The lack of ROM sockets in some of the later examples is less of a problem, since you have less reason in an XT-class system to need a NIC-based ROM socket. If you need the XT-IDE BIOS, you’re using an XT-IDE card that has the ROM socket on it.

Advantages of the 3c509 in an 8088 PC/XT-class system

So in some ways the 3C509 is an ideal card for this task. It is extremely common, and a very well built and reliable card. It is something that a competent professional would have used at the time. And the XT probably doesn’t need the ROM socket. I like a specific Intel card better, but 3c509s are usually easier to find on Ebay. Just check the photos to make sure the card has an RJ-45 jack before you buy. Most do, but not all.

The other cool thing about these cards is they were made in the USA. That was unusual even in the ’90s.

The only downside is the need to use an unofficial packet driver. The target market for these cards was 286 and faster systems, ideally 386 or 486. When these cards were new, they retailed for more than an 8088 based system was worth.

Using the 186 instruction set made the driver take less memory and perform slightly faster.
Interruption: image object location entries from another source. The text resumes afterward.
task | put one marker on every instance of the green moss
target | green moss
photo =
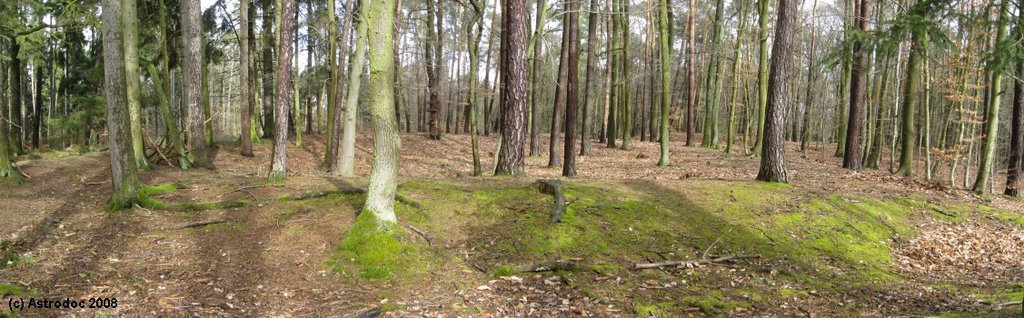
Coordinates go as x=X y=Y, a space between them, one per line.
x=503 y=270
x=374 y=251
x=194 y=207
x=653 y=310
x=713 y=303
x=275 y=177
x=9 y=289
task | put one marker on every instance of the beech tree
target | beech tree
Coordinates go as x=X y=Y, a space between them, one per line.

We were fine with this in the mid-90s. If anything, we were frustrated they didn’t optimize for an even higher end processor.
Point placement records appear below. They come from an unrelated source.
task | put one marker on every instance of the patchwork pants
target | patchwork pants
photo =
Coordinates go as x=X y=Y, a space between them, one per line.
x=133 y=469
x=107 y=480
But since the packet driver was open source, it wasn’t hard to rewrite to use the simpler 8086 instruction set and make the card functional on these older systems, at the cost of a bit of memory usage and slightly lower performance. You can get this version off Github.

Configuring the card

You will need to install the card in a system to configure it. If you want to use the official configuration utility, plug it in to any AT or better system with a free expansion slot. Or you can use the unofficial configuration utility that developers hacked to run on an 8088.
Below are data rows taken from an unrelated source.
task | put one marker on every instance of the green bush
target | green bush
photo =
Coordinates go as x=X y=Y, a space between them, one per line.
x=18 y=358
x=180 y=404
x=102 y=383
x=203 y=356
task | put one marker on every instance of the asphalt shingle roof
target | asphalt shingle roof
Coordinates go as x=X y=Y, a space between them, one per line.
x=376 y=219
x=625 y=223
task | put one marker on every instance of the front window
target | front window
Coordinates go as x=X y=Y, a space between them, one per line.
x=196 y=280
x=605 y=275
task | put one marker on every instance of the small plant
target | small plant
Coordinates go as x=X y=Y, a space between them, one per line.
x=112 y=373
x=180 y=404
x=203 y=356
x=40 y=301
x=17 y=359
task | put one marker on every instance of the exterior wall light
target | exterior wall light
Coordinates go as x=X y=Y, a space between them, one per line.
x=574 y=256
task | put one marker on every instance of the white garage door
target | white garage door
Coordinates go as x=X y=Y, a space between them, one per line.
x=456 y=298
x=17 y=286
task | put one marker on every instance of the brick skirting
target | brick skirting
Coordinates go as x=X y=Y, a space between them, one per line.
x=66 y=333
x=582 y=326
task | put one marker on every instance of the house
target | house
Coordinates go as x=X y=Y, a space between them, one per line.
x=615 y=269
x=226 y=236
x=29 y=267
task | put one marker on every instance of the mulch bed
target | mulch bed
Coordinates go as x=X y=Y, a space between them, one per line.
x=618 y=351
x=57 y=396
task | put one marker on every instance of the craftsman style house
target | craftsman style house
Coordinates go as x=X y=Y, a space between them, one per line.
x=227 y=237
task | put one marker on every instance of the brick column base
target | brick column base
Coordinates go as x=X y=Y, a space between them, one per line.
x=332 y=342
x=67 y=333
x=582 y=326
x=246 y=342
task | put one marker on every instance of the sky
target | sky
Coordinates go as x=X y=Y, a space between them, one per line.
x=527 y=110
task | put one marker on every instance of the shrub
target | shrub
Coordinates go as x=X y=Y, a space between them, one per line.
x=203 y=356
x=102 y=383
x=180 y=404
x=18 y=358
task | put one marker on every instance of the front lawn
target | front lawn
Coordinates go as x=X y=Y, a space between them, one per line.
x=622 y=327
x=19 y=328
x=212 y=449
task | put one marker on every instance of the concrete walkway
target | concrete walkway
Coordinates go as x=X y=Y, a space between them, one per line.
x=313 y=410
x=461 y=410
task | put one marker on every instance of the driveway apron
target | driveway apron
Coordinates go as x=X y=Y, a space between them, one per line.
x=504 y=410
Run a tool like MSD or Checkit or your favorite DOS system configuration utility to see what IRQs are available. Depending on your system, IRQ3, 4, 5, or 7 may be available. IRQs 3-4 typically are for serial ports, while 5 and 7 are typically for parallel ports or sound cards. You’ll have to decide what to forgo in order to make room for your network card.

In this day and age, probably the serial port on IRQ4 is easiest to live without. You can still use a dual serial card on IRQ3 to support a mouse and a Wi-Fi modem if you want. You may or may not care about printing and you may or may not want sound in an XT, but you have a better idea how you will use your computer than I do.

Here’s how to configure the card:

3CCFG.EXE CONFIGURE /int:3 /optimize:dos /modem:none /pnp:disabled /xcvr:auto

3CCFG.EXE CONFIGURE /int:3 /optimize:dos /modem:1200 /pnp:disabled /xcvr:auto

Set int parameter to one of 3, 4, 5, or 7. Set the modem parameter to none if you don’t use serial ports. If you use a serial mouse, set the speed to 1200. If you use a wifi modem, set it to the appropriate speed for your modem.

Once you have your card configured, simply load the packet driver and MTCP in autoexec.bat to give yourself a usable TCP/IP stack and utilities. Add this line to autoexec.bat:

3c509.exe 0x60

Then configure MTCP the same way I did for the NE2000.

You will probably find that a 3C509 is easier to get up and running and more reliable than a random NE2000 clone card. I had mixed success getting NE2000 clone cards running and keeping them running, both then and now. The 3c509 was a better card, which was why it cost more when it was new. It’s still more expensive than a random NE2000 card, but you can usually find one for $20-$25, so the price isn’t outrageous.